Prime Minister Syed Yusuf Raza Gilani on Tuesday directed the Ministry of Petroleum and Port Qasim Authority (PQA) to expedite the process for the import of 500 million cubic feet of Liquefied Natural Gas (LNG) for generation of 2500MW electricity.
Addressing challenges
An official source said that while chairing a meeting on the LNG imports, the Prime Minister directed Chairman PQA to gear up his organisation to cope with the energy shortages issues for which all necessary measures should be taken to ensure early import of LNG. Earlier the Petroleum Ministry had sought intervention from the Prime Minister to direct PQA to expedite the construction of LNG import terminals, as any delay would further complicate the gas demand and supply situation in the country. Pakistan is faced with a gas shortage of 2 billion cubic feet per day (bcfd) and if immediate measures for import are not taken they would further complicate gas distribution among different sectors.
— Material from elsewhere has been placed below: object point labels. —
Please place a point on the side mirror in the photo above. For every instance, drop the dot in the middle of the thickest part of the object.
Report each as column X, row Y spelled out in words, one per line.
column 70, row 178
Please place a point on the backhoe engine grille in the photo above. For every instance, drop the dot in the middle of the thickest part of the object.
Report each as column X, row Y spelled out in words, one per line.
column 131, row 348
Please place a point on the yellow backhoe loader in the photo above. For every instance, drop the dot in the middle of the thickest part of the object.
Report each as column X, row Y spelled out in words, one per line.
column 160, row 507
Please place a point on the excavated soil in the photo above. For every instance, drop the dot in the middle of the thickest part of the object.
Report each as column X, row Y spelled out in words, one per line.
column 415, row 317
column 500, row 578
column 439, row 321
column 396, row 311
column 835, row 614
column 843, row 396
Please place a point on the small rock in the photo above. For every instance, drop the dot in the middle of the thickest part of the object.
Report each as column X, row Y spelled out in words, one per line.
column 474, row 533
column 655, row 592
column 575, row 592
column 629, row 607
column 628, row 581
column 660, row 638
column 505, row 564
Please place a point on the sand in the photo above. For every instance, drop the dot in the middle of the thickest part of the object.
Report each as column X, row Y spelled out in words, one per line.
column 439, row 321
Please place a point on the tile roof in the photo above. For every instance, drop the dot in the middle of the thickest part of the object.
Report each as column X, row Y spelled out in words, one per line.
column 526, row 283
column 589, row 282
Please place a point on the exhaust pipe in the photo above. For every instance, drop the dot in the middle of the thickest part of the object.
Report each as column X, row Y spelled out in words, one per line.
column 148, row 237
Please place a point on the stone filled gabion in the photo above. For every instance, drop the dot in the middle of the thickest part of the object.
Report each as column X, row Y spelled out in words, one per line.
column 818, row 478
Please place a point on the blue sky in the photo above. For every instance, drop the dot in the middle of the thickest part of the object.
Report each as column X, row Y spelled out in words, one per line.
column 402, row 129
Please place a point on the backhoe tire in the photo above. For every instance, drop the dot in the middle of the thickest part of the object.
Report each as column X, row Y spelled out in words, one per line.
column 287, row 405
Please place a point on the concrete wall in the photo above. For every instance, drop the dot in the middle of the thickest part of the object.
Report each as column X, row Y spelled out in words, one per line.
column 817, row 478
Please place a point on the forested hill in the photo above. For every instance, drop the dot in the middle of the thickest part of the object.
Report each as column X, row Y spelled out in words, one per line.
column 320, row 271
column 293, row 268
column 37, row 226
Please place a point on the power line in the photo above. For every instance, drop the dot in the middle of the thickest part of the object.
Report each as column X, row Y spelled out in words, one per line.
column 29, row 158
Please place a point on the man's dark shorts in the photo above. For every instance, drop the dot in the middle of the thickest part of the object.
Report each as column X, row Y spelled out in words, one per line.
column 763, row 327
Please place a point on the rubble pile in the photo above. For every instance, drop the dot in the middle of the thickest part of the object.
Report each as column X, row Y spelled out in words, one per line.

The government wants imported LNG utilisation for power generation to overcome a shortage of 5000 MW due to the rising fuel oil prices in the international market.
Increasing capacity
The meeting was informed by the Oil and Gas Regulatory Authority (OGRA) that they have issued LNG terminal construction licenses to three companies, Pakistan Gas Port, Engro Corporation and Global Energy. The companies were facing difficulties in getting timely clearance from the PQA for starting construction activity. Petroleum Minister, Dr Asim Hussain informed the meeting that the Ministry was proactively engaged to pave way for the import of 500 mcfd LNG on emergency basis which would be exclusively used for the generation of 2500MW electricity in the country. The import of LNG and its utilisation infrastructure is targeted to be completed by the third quarter, before the start of winter season next year. In addition, a separate pipeline meant for the creation of increased capacity for transportation of gas from PQA to Punjab is also being considered as an option and work is progressing satisfactorily. The pipeline would be transmitting LNG imports from the port to Independent Power Producers (IPPs) in Punjab.
Worsening energy crisis
Four IPPs having a combine capacity of over 800 MW are facing a lot of difficulties as their gas supplies were cut on June 30 and for the time being 2 power stations are provided gas on fortnightly basis. If the IPPs run on furnace oil then the power tariff will have to be increased by Rs10 per kWh. Chairman PQA informed the meeting that three terminals need to be built with an estimated cost of $500 million to cope with the handling of the import of such a huge quantity of LNG. He said PQA was fully prepared to undertake the project after meeting the normal mandatory legal requirements and the imperatives of cost effectiveness of the project. He said PQA was already working with interested investors for the development of jetty and terminal facilities for handling LNG and implementation of agreement in this regard will be finalised shortly. The meeting was attended by the Minister for Finance Dr. Abdul Hafeez Shaikh, Minister for Petroleum Dr. Asim Hussain, Minister for Water and Power Naveed Qamar, Minister for Law Molla Bux Chandio, and secretaries of the respective ministries including senior officials of OGRA, Ministry of Petroleum, Law Division and the Minister of Finance.